JPH07234080A - Structure of metal electrode for dc arc generator - Google Patents

Abstract

PURPOSE:To reduce a melting loss of an immersion type metal electrode used for a ladle refining device with DC arc. CONSTITUTION:A metal electrode 7 has a structure in which many rod like metal electrodes 23 are radially provided on the outer peripheral surface at the lower end of a central conductive metal tube member 22 having cooling gas passages 20 therein and the lower part of the conductive metal tube member 22 capable of coming into contact with a molten metal 2 including the lower end face of the member 22 is coated with a refractory material 21 so that the ends of the rod like metal electrodes 23 are exposed and come into contact with the molten metal 2. Only the ends of the rod like metal electrodes 23 come into contact with the molten metal 2. Other lower part in contact with the molten metal 2 is protected by the refractory material 21. Therefore, the thermal load of the metal electrodes can be reduced, a melting loss can be reduced and life can be extended.

Description

Detailed Description of the Invention

[0001]

BACKGROUND OF THE INVENTION 1. Field of the Invention The present invention comprises a metal electrode having a cooling gas passage inside which is immersed in a molten metal in a container, and a graphite electrode which is not immersed in the molten metal. The present invention relates to a metal electrode structure of a DC arc generator that generates an arc.

[0002]

2. Description of the Related Art A ladle refining furnace that receives molten metal in a container, for example, molten steel that has undergone primary refining in a steelmaking furnace such as a converter or an electric furnace in a ladle and performs secondary refining in the ladle Are known. As described above, the ladle refining furnace is a steelmaking furnace, and de-flow (S),
Dephosphorization (P) is mainly performed to remove the oxidizing slag generated in this primary refining stage and tap the steel into a ladle, and a new slag (flux) is added to the ladle to add basic slag. It is to make and refine and reduce.

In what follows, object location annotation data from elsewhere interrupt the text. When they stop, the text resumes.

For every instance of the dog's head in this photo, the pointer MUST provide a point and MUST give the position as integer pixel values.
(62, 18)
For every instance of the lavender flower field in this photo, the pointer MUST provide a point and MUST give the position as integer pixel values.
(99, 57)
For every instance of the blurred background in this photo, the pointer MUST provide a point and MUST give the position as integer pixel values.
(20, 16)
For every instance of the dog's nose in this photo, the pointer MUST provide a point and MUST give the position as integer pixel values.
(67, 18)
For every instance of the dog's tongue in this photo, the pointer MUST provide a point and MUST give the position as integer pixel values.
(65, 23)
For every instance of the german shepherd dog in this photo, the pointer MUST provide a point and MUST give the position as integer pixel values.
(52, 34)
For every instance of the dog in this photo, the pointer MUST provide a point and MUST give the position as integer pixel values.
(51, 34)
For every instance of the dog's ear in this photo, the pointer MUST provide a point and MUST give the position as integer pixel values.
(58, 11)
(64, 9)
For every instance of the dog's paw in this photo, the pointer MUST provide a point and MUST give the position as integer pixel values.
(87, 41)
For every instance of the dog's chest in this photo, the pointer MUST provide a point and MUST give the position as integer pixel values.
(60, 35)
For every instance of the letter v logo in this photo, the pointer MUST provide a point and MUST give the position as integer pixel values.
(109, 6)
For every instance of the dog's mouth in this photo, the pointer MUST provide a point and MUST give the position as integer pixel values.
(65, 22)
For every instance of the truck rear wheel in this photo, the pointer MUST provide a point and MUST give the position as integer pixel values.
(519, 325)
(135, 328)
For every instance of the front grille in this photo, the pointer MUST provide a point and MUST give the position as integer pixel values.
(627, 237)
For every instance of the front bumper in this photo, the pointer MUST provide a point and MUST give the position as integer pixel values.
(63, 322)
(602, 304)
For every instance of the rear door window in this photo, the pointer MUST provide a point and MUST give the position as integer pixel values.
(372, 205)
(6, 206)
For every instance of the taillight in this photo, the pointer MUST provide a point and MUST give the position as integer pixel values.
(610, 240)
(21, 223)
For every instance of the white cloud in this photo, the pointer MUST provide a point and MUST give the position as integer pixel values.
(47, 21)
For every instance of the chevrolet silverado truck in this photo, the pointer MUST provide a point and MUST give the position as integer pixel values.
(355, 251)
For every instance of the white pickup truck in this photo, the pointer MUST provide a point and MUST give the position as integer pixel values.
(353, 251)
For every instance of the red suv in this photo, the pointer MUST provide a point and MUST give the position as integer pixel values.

As a DC type ladle refining apparatus, as shown in FIG. 5, a ladle 1 receives molten steel 2 produced from a converter and is then carried on a carriage 3. A ladle lid 4 is detachably covered with a winch or the like on the ladle 1, and one of the two electrode through holes 5 formed in the ladle lid 4 penetrates the graphite electrode 6 on the cathode side, and the other one. A metal electrode 7 having a cooling gas passage therein is penetrated therethrough. The tip of the graphite electrode 6 is not immersed in the molten steel 2 in the ladle 1, while the graphite electrode 6
The tip of the metal electrode 7 made of a conductor such as iron arranged apart from is deeply immersed in the molten steel 2. A lid 15 is provided in each of the two electrode through holes 5 formed in the pot lid 4, and the lid 15 is put on after the two electrodes 6 and 7 are pulled out from the furnace.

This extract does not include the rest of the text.